- Home
- Ray Robertson
Heroes Page 2
Heroes Read online
Page 2
2
BAYLE’S VIEW on the bus ride to the arena varied little. Storehouses, heavy machinery operations, dairy processing plants; two or three of each of these as the miles and the airport fell behind. But mostly fields. Alone at the back of the bus, in every direction he looked, mid-western American fields. Wheat usually, he supposed. But now, mid-October, just fields. No matter which way he looked, he couldn’t see where any of them ended.
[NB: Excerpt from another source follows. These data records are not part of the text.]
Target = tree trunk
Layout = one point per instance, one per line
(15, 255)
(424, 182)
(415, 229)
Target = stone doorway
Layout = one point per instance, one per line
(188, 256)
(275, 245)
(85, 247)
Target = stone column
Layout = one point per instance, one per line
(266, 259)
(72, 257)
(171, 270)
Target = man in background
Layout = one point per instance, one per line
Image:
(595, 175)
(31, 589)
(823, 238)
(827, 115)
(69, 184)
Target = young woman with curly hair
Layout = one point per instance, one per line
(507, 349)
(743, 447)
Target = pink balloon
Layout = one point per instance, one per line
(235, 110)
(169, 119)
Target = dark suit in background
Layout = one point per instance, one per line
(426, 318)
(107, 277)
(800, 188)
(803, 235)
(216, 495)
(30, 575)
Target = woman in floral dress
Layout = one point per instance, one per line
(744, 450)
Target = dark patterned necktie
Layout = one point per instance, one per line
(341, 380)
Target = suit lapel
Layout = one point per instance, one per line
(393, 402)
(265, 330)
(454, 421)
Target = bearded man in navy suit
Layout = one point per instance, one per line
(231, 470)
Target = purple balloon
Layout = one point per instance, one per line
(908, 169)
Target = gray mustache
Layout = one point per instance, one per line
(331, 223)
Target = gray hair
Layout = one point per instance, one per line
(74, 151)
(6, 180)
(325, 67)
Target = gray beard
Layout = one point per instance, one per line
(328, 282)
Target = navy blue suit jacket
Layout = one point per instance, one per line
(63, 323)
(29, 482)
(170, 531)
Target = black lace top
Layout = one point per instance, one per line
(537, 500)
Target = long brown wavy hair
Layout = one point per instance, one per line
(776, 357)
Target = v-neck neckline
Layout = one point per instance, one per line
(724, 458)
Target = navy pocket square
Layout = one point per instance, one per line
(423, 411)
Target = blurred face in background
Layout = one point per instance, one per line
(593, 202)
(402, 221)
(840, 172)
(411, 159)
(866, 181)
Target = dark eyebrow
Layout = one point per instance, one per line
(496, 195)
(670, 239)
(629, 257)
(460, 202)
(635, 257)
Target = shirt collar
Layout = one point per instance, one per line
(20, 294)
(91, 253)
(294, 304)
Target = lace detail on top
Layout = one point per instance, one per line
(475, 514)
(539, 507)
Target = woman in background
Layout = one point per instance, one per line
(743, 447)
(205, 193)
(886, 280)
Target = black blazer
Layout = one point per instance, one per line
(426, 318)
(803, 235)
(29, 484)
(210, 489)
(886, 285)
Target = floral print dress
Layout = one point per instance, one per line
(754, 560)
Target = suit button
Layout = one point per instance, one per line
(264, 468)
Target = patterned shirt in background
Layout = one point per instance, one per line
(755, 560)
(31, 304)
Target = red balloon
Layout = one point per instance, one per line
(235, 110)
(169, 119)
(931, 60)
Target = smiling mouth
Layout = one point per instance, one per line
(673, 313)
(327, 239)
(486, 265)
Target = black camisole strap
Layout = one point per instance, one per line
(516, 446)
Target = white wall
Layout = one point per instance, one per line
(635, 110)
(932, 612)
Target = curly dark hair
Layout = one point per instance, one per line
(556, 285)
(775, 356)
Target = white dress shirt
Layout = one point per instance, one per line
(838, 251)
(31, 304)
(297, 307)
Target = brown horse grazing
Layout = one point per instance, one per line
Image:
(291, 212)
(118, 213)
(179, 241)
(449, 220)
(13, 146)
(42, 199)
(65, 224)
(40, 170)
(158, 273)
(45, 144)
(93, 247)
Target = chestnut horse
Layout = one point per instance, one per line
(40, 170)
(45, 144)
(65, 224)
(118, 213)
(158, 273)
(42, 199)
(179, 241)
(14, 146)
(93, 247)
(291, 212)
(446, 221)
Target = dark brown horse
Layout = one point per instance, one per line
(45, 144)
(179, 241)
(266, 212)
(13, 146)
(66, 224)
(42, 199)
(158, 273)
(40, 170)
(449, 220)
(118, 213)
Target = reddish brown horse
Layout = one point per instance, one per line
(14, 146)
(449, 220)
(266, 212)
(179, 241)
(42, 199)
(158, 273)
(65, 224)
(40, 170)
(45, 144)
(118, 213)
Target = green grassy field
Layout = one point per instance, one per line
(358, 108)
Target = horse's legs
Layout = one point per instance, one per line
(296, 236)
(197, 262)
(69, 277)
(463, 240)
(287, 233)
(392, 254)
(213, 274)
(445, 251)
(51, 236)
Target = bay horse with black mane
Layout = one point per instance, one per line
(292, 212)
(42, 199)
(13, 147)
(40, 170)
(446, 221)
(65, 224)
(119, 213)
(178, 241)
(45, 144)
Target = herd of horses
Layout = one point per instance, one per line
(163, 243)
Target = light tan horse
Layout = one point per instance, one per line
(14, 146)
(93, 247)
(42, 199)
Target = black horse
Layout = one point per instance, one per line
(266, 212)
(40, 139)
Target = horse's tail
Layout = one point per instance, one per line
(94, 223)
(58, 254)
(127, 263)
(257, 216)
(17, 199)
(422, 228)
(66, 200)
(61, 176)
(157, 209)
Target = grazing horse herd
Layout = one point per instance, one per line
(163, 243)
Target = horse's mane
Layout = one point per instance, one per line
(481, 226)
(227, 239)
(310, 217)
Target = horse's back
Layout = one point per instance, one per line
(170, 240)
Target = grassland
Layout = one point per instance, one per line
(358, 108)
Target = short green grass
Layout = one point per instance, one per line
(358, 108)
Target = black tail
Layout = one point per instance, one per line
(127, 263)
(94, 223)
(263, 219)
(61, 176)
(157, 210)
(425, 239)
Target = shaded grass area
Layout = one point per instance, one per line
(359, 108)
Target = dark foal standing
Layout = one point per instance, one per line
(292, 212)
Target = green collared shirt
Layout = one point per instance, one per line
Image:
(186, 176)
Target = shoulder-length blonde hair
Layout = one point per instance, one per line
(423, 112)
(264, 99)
Then, rising out of the miles of empty farmland that surrounded it, the arena, grey and massive, an enormous concrete vegetable, suddenly all that was his consciousness. Nearer: HOCKEY TONIGHT! Closer still, on an unlit marquée suspended over the entrance to the rink:
Warriors vs. Wichita 7:30 p.m.
Tickets $8 Adults $6 Seniors/Youths
Listen to WUUS, The Voice of America’s Heartland!
Featuring the I.M. Wright Show Every Weekday From 2
Until 5 PM
Drinkless for over an hour now, the usual signs of sudden alcohol-cessation coming on strong (dry mouth, drowsiness, sharp hunger), neophyte reporter Bayle nonetheless decided he should at least try to take some notes — although of what, he wasn’t sure. He pulled a pen and small notepad out of the breast pocket of his suit jacket. The pen sported the slogan Safety is a Way of Life at Ontario Hydro, one of literally hundreds Bayle’s father had accumulated over his thirty-plus years on the job, all of them identically stamped.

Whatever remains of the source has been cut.